NCA parameter scenario Reference Simulated % diff
AUC0-∞ (obs) (mg*h/L) typical_pediatric 973 972 -0.1%
t½ (h) typical_pediatric 9.36 9.36 -0.1%
attr(cmp, "footnote")
#> NULL

The simulated values match the model-implied analytic values, confirming the implementation reproduces Williams 2012’s published structural equations.
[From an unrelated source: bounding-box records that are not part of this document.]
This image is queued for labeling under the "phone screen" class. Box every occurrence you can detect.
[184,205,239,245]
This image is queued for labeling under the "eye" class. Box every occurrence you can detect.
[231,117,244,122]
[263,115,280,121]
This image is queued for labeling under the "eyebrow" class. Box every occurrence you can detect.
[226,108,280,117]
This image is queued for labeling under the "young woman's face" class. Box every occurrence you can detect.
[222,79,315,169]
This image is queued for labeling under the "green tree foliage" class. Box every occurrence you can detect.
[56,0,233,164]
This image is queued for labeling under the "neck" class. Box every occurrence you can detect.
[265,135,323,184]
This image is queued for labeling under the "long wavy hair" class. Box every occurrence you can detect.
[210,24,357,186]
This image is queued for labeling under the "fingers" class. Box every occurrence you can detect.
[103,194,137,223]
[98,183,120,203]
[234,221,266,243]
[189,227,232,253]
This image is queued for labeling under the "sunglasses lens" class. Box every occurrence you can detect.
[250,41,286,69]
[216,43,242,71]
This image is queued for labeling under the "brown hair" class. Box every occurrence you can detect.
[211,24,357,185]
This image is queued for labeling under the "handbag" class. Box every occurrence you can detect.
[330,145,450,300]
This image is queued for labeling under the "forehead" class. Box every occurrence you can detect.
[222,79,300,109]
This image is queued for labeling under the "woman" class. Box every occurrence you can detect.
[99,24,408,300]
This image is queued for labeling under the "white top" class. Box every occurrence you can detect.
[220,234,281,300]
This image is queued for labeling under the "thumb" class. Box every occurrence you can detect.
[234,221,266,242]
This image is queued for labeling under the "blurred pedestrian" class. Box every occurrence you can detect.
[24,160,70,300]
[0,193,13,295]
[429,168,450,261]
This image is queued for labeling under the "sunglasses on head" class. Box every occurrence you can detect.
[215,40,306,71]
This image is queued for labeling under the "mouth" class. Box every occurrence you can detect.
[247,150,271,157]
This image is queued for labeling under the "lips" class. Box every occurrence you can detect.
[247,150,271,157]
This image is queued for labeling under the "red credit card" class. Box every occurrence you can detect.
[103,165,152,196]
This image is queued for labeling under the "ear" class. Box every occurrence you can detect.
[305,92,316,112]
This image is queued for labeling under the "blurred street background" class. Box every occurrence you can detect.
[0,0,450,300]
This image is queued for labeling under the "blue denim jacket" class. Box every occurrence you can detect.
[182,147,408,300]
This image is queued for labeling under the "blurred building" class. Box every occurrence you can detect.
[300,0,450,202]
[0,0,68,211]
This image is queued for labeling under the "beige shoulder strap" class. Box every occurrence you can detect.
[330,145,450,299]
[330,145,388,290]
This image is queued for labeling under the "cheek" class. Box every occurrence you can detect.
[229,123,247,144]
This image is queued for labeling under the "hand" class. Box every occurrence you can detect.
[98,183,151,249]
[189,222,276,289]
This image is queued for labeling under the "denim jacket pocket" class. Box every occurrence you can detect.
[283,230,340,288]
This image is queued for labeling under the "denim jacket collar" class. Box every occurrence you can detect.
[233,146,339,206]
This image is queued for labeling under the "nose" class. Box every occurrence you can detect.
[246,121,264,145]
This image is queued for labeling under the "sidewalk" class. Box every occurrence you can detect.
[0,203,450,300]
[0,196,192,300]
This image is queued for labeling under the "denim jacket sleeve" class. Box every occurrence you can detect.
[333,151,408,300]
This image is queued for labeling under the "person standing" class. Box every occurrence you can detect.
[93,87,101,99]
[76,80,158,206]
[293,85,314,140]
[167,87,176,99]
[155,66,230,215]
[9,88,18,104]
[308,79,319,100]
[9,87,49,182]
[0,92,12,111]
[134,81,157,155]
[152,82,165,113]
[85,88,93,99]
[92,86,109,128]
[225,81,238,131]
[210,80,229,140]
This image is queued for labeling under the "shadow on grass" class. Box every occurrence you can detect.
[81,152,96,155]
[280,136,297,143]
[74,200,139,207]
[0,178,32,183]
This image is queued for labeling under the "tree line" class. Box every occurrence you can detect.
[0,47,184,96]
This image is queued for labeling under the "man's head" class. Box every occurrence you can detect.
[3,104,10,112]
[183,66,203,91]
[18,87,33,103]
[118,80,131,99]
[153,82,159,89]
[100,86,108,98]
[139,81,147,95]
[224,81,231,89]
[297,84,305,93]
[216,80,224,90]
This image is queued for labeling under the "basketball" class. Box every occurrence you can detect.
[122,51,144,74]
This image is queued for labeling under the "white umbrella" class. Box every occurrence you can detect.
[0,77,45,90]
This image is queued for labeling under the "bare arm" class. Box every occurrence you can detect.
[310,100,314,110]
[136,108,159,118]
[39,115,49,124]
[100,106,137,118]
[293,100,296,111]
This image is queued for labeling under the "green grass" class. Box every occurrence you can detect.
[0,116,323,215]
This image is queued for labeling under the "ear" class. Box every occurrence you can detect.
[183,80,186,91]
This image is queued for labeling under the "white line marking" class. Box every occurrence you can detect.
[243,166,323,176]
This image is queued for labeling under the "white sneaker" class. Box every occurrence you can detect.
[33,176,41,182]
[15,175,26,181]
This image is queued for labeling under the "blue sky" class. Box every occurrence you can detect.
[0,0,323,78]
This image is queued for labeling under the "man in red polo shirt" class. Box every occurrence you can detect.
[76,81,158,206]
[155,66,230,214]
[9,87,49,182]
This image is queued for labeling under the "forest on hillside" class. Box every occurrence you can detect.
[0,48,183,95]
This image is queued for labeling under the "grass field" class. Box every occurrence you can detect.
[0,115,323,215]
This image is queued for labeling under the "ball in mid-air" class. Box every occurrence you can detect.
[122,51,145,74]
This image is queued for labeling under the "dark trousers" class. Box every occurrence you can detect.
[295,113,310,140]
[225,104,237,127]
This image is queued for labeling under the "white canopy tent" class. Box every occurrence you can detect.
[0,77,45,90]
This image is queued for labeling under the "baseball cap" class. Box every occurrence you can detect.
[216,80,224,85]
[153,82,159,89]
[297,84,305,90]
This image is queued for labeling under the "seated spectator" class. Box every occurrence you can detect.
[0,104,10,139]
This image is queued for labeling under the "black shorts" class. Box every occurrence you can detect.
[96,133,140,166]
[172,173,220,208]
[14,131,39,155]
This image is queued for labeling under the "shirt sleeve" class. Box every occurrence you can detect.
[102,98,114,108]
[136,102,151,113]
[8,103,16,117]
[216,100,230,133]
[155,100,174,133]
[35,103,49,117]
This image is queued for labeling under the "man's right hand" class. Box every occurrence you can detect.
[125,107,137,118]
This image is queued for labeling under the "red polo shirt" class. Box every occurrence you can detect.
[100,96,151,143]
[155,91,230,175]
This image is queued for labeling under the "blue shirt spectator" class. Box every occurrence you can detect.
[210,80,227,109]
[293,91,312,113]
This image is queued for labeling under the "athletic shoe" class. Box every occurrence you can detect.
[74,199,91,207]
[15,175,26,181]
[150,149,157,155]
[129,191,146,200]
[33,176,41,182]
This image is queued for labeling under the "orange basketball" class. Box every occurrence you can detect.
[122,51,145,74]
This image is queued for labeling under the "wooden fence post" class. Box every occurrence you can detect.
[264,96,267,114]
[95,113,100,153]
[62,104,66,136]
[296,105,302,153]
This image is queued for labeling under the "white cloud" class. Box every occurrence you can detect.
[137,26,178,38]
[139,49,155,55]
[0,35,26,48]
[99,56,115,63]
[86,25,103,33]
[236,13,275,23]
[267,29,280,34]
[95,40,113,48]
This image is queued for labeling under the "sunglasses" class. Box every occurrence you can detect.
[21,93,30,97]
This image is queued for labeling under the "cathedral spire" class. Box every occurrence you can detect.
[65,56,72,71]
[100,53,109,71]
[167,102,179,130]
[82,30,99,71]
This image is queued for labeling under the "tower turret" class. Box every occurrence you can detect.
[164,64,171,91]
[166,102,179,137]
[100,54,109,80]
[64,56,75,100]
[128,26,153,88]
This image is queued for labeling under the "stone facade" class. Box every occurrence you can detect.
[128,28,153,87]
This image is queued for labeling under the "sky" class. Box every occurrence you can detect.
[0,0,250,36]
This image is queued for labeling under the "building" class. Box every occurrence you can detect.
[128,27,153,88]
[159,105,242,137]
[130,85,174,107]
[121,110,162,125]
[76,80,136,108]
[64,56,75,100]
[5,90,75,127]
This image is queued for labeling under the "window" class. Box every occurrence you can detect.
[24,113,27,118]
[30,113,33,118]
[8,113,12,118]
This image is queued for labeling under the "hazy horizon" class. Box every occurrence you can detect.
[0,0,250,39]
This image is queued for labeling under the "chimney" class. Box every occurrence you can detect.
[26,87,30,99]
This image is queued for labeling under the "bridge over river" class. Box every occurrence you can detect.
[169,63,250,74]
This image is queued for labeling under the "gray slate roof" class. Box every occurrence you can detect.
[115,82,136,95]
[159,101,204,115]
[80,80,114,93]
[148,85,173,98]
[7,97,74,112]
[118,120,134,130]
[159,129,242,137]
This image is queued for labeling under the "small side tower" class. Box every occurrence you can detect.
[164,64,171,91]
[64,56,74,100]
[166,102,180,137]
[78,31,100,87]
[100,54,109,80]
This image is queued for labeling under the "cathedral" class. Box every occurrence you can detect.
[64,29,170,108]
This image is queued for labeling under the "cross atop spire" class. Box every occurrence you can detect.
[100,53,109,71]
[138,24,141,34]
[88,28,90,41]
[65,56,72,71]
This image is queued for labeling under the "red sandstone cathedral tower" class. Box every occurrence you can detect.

Assumptions and deviations

  • Default residual error. The model file ships propSd = 0.348 - the TDM-subset value (CV ~35%), which is the dominant data source and the most relevant residual for downstream simulation of routine clinical-monitoring scenarios. Williams 2012 also reports a much smaller trial-subset SD (0.0463, CV ~5%) for the n = 10 IV-infusion cohort; this vignette overrides propSd to the trial value for the Figure 2A VPC replication.
  • Syrup formulation not encoded structurally. Syrup is reported in Williams 2012 Table I as a zero-order absorption with K0 = 410 mg/h, which would require a per-dose rate override on the event table rather than overriding lka. The capsule, sprinkle, and tablet formulations (all first-order absorption) are covered by overriding lka and ltlag; syrup is omitted from the Figure 2B replication.
  • Race and induction status not retained. Williams 2012 evaluated race as a candidate covariate but did not retain it (>10% missing in the analysis subjects) and evaluated co-administered antiepileptic status (“induction”) but excluded it from the final model because of bias in the diagnostic plots; the packaged model therefore has no race or induction covariates.
  • Virtual cohort weight-for-age. The vignette uses a hand-fit piecewise approximation to the 50th-percentile combined-sex CDC growth curve; Williams 2012 used the NHANES survey curves directly, not parametrised. The approximation matches the typical 8.5-yr, 27.5-kg anchor to within 1 kg.
  • No published NCA table. The “comparison vs. published NCA” section above uses model-implied analytic expectations (AUC = dose / CL, terminal half-life from the two-compartment eigenvalue) as the reference; Williams 2012 reports VPC envelopes and parameter estimates rather than tabulated NCA endpoints.
  • Bootstrap-uncertain covariance terms. Williams 2012 explicitly flags the OMEGA off-diagonals (and the AGE power exponent) as having bootstrap confidence intervals that span zero. The packaged model uses the Final Model point estimates from Table I rather than zeroing the imprecisely-estimated terms; downstream users intending to simulate “without the uncertain correlations” should zero etalcl:etalvc, etalcl:etalvp, and etalvc:etalvp via iniDf.

Reference

  • Williams JH, Jayaraman B, Swoboda KJ, Barrett JS. Population pharmacokinetics of valproic acid in pediatric patients with epilepsy: considerations for dosing spinal muscular atrophy patients. J Clin Pharmacol. 2012;52(11):1676-1688. doi:10.1177/0091270011428138. PMID 22167565.